LOL!!! You're more chipper than me girlie


----------



## BabsM (May 24, 2008)

Arranexpat said:


> Just to make it clear. The normal deposit is a months rent. So when you move in you pay 1 months rent and 1 months deposit.
> 
> Some landlords have been asking for 1 months rent and 2 months deposit. If you are young and especially if you're male you're going to get this a lot but even us old fogies have had this one. Stick to your guns and offer to pay one month deposit.
> 
> Some landlords ask for it to stop people doing a bunk.

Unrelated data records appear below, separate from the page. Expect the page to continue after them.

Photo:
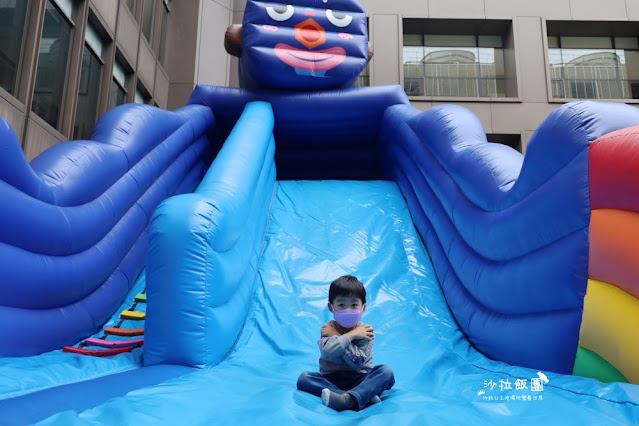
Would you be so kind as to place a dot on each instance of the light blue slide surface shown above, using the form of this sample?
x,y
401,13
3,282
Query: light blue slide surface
x,y
317,231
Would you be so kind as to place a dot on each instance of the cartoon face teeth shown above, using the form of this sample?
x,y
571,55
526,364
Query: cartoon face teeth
x,y
310,33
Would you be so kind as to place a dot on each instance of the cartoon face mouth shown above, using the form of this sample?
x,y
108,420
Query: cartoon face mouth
x,y
321,60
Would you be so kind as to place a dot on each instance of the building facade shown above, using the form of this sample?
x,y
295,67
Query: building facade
x,y
64,63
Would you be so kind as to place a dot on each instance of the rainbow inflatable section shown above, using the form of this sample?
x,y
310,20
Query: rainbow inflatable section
x,y
175,268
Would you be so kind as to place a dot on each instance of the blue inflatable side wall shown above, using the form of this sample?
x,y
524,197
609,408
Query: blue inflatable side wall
x,y
513,266
320,135
204,249
73,223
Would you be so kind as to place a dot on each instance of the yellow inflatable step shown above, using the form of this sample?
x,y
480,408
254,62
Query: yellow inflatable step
x,y
133,315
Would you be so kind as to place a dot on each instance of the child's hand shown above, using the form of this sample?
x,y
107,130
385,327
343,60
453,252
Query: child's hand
x,y
361,332
329,330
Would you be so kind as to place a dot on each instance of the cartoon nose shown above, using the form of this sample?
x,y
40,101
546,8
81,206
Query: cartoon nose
x,y
310,33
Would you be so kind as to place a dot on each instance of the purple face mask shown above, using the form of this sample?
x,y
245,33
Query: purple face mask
x,y
348,318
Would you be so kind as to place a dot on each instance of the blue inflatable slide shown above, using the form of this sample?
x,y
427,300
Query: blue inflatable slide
x,y
174,269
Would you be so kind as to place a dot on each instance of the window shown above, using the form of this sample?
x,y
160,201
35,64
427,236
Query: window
x,y
454,65
142,95
12,15
363,79
52,62
131,5
89,91
118,86
164,30
585,67
147,19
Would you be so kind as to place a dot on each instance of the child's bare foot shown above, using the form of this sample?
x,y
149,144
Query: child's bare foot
x,y
336,401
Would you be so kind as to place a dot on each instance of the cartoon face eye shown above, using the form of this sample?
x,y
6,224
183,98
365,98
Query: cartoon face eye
x,y
339,19
280,12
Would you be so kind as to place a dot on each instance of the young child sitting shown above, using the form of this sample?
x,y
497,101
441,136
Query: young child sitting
x,y
347,379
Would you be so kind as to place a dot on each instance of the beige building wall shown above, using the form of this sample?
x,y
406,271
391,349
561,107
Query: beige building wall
x,y
195,55
120,31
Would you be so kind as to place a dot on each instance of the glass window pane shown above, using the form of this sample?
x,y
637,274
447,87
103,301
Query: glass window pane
x,y
165,27
490,41
413,40
118,95
52,65
147,19
139,97
66,6
88,95
553,42
590,72
93,39
12,16
119,74
450,40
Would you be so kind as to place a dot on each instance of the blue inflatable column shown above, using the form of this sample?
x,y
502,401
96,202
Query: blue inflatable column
x,y
204,249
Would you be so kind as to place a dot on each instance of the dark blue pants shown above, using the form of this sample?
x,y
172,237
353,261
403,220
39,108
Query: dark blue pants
x,y
363,386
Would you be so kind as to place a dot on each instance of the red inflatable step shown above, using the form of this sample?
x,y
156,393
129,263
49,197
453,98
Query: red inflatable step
x,y
114,331
96,352
114,343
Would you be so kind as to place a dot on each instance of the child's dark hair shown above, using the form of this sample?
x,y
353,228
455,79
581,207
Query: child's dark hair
x,y
347,286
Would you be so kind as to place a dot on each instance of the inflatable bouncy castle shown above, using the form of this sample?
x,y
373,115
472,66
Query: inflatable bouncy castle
x,y
175,268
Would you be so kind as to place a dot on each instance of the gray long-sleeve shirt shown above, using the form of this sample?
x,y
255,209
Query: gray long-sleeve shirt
x,y
338,353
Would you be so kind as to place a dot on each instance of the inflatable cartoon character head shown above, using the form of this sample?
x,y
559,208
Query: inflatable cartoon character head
x,y
302,44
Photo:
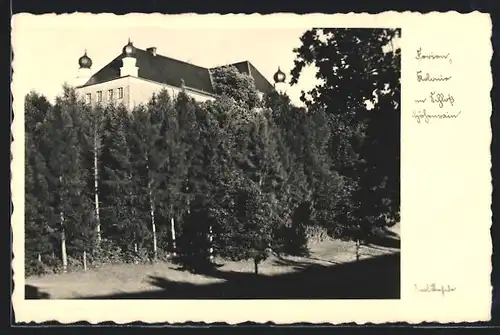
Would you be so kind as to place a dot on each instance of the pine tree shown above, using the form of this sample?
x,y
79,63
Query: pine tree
x,y
67,176
364,145
38,232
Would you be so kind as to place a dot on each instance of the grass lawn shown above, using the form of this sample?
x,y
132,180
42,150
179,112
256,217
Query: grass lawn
x,y
165,280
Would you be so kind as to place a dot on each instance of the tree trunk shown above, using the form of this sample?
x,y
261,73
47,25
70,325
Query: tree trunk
x,y
96,190
172,227
64,255
153,222
84,260
357,249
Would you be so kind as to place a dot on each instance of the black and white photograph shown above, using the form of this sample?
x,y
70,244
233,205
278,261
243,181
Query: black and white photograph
x,y
212,163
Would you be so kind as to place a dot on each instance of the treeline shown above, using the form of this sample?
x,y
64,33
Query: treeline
x,y
104,184
232,178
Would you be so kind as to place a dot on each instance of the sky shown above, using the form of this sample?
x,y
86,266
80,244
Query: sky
x,y
46,50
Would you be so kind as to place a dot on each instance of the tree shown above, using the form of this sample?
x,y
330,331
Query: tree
x,y
258,206
70,203
359,91
124,201
94,118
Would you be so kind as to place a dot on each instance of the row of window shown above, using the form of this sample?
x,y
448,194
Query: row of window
x,y
88,96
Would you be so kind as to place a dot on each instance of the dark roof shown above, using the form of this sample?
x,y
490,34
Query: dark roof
x,y
170,71
261,83
160,69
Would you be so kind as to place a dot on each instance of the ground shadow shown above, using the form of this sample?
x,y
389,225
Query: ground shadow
x,y
374,278
33,292
385,241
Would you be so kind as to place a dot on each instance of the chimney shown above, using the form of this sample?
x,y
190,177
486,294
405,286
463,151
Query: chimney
x,y
152,50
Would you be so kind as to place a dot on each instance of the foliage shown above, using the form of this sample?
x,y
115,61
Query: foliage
x,y
360,94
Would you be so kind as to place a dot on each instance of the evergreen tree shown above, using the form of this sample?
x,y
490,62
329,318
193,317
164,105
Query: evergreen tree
x,y
364,145
37,231
127,215
70,204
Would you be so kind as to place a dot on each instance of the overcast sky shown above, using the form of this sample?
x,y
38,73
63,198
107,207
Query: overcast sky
x,y
47,48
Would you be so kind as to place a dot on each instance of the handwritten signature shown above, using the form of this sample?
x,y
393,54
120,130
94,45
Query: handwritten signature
x,y
438,98
423,115
432,56
436,288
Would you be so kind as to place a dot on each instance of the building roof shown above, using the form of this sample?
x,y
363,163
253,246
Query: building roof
x,y
171,71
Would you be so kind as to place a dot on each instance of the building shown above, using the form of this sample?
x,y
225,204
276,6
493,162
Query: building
x,y
135,75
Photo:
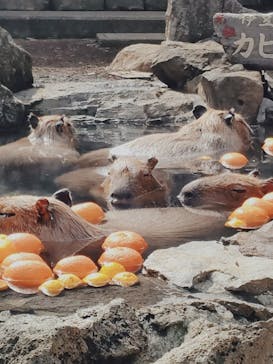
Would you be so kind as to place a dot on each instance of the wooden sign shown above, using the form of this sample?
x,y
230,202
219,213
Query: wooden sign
x,y
247,38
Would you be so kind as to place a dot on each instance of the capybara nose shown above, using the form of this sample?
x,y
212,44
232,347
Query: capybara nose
x,y
186,198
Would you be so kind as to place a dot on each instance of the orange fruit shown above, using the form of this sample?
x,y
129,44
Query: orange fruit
x,y
51,288
268,146
27,243
259,202
19,257
27,275
129,258
80,265
125,279
128,239
89,211
233,160
111,269
268,197
6,248
250,217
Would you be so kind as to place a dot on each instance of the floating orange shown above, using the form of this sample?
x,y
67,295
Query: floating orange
x,y
89,211
268,197
129,258
27,243
80,265
247,218
127,239
259,202
233,160
268,146
6,248
16,257
26,276
125,279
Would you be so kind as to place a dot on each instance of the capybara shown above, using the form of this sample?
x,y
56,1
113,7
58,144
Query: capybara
x,y
127,183
50,148
223,192
214,133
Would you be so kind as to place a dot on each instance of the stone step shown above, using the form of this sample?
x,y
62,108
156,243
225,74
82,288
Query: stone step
x,y
113,39
80,24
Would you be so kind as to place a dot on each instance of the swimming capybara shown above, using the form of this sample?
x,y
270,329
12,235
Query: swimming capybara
x,y
128,183
214,133
49,148
223,192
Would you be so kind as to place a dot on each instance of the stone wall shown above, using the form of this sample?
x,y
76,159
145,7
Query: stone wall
x,y
83,5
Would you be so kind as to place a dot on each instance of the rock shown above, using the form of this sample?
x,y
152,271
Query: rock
x,y
12,111
241,90
24,4
255,243
156,4
178,62
187,22
212,267
77,5
15,64
124,100
124,4
136,57
247,38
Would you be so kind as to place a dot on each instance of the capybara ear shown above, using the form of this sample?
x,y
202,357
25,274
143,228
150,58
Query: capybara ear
x,y
151,163
33,120
254,173
43,212
267,186
198,111
64,195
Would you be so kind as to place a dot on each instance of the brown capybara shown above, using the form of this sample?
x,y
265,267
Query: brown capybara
x,y
49,148
223,192
129,183
214,133
63,233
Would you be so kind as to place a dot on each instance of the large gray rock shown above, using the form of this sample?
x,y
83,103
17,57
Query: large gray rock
x,y
77,5
136,57
241,90
247,38
189,21
124,4
24,4
178,62
12,111
15,64
212,267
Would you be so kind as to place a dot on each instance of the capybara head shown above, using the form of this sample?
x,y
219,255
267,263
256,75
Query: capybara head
x,y
51,130
62,232
223,192
222,130
131,184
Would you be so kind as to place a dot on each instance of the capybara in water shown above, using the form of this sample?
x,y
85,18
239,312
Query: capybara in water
x,y
214,133
129,183
49,148
223,192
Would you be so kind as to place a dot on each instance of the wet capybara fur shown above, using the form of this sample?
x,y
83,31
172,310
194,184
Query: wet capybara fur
x,y
214,133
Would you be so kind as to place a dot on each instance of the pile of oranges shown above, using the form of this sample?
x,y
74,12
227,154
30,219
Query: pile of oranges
x,y
253,213
23,270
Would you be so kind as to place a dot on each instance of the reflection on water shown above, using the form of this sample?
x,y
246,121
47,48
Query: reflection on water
x,y
93,135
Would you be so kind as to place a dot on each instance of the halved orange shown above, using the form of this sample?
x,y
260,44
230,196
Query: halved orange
x,y
25,242
26,276
127,239
130,259
233,160
80,265
89,211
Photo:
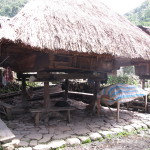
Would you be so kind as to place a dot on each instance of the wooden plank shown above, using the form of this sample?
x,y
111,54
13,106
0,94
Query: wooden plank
x,y
46,95
5,132
51,109
41,77
81,93
66,88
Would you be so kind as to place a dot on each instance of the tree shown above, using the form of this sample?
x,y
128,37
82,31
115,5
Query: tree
x,y
10,8
140,15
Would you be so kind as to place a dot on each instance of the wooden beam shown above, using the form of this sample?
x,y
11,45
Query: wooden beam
x,y
50,77
24,93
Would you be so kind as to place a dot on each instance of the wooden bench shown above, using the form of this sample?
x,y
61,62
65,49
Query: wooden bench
x,y
7,109
37,112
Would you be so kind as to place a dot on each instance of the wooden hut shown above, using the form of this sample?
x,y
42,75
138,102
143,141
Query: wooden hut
x,y
71,36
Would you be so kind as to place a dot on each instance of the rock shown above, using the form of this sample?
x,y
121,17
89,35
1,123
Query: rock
x,y
33,143
8,146
106,133
57,144
84,138
15,142
23,144
41,147
34,136
24,148
46,138
95,136
128,128
73,141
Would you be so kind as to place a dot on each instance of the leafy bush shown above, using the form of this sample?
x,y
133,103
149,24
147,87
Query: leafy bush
x,y
127,79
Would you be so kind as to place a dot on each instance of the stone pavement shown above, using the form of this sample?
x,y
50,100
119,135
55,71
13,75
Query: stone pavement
x,y
58,133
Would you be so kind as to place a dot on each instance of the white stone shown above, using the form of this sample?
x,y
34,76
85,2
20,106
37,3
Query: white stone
x,y
8,146
148,124
44,131
128,128
34,136
106,133
33,143
61,136
46,138
136,126
23,143
56,144
73,141
15,142
83,138
95,136
117,130
41,147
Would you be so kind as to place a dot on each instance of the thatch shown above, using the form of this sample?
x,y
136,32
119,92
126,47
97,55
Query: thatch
x,y
86,26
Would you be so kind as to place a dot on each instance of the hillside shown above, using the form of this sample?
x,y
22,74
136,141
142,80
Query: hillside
x,y
10,8
140,15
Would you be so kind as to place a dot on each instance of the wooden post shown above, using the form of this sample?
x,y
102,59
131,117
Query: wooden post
x,y
46,95
118,108
145,98
66,89
24,93
95,94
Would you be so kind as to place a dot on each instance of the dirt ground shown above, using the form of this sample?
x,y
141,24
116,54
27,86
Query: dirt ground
x,y
139,141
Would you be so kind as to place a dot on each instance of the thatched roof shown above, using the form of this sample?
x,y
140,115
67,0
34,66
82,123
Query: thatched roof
x,y
145,29
86,26
5,28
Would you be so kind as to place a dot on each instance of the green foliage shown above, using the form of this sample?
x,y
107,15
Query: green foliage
x,y
127,79
10,8
11,87
140,15
129,70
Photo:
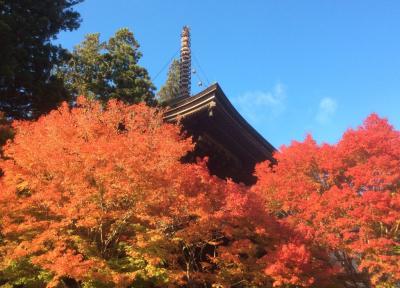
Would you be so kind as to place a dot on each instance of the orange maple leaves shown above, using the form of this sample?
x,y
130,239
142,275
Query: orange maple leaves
x,y
98,194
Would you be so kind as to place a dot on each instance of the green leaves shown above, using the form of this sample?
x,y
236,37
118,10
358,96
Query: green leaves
x,y
108,70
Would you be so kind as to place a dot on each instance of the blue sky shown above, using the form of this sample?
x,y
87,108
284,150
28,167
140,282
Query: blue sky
x,y
290,67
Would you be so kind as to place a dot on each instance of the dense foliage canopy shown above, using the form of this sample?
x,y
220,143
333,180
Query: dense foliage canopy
x,y
108,70
96,196
345,199
27,85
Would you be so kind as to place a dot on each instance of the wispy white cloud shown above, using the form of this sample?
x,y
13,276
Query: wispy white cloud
x,y
259,105
326,110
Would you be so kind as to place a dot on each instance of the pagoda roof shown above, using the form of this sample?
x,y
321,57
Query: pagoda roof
x,y
212,113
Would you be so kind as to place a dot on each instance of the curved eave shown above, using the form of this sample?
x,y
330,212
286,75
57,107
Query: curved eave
x,y
212,100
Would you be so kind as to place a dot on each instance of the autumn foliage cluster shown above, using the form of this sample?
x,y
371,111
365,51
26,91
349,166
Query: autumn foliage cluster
x,y
97,196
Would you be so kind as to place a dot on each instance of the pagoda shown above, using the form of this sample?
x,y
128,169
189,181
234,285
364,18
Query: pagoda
x,y
232,145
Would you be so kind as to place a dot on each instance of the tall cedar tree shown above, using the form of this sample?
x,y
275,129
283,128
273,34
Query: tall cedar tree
x,y
170,90
108,70
27,84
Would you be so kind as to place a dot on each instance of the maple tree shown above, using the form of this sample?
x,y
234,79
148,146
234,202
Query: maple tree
x,y
98,197
344,199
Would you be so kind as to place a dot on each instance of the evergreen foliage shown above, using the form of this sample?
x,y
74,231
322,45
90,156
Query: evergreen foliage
x,y
27,85
108,70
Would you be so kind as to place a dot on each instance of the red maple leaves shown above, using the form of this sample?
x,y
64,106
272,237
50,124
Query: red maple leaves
x,y
98,196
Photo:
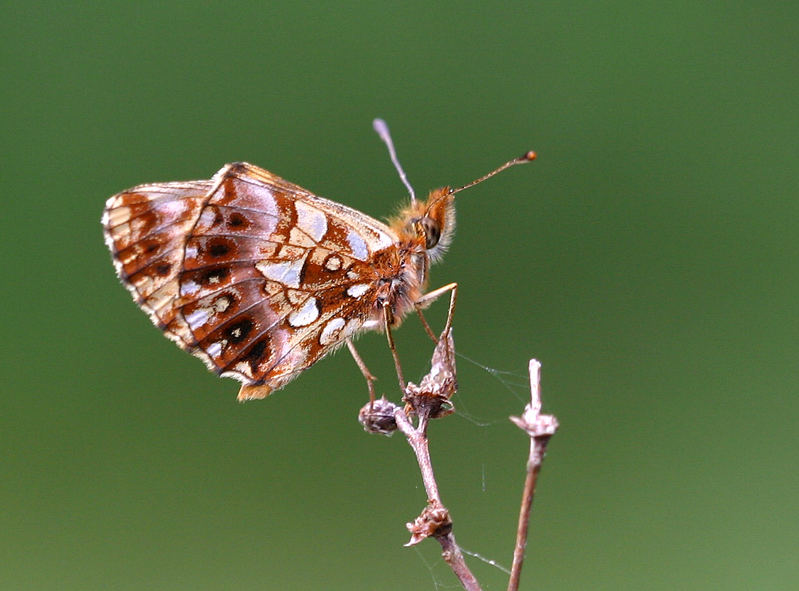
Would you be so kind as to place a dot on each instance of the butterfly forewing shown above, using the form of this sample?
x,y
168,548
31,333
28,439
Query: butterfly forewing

Actually, Landlords can ask for whatever deposit they want. There is no law about what you can and can't ask for. In this area the norm is 1 months up front plus 2 months deposit. 

Its not just a question of people doing a bunk. Its also a question of what damagea bad tenant can do. Our last tenant broke their year's contract and left us after 3 months without notice. They failed to pay the last month's rent up-front plus a lot of damage. The deposit I held only covered the missed rental, it didnlt cover the unpaid bills or the damage. Had I taken the extra month that many other landlords take in this area then at least the bills would have been covered. By the time we had paid the bills, repaired the damage and replaced the missing items we had made nothing out of having tenants in the apartment for 3 months.

Its all a question of supply and demand. If someone feels they don't want to pay what a prospective landlord is asking, negotiate! If they don't like the terms then go find somewhere else!


----------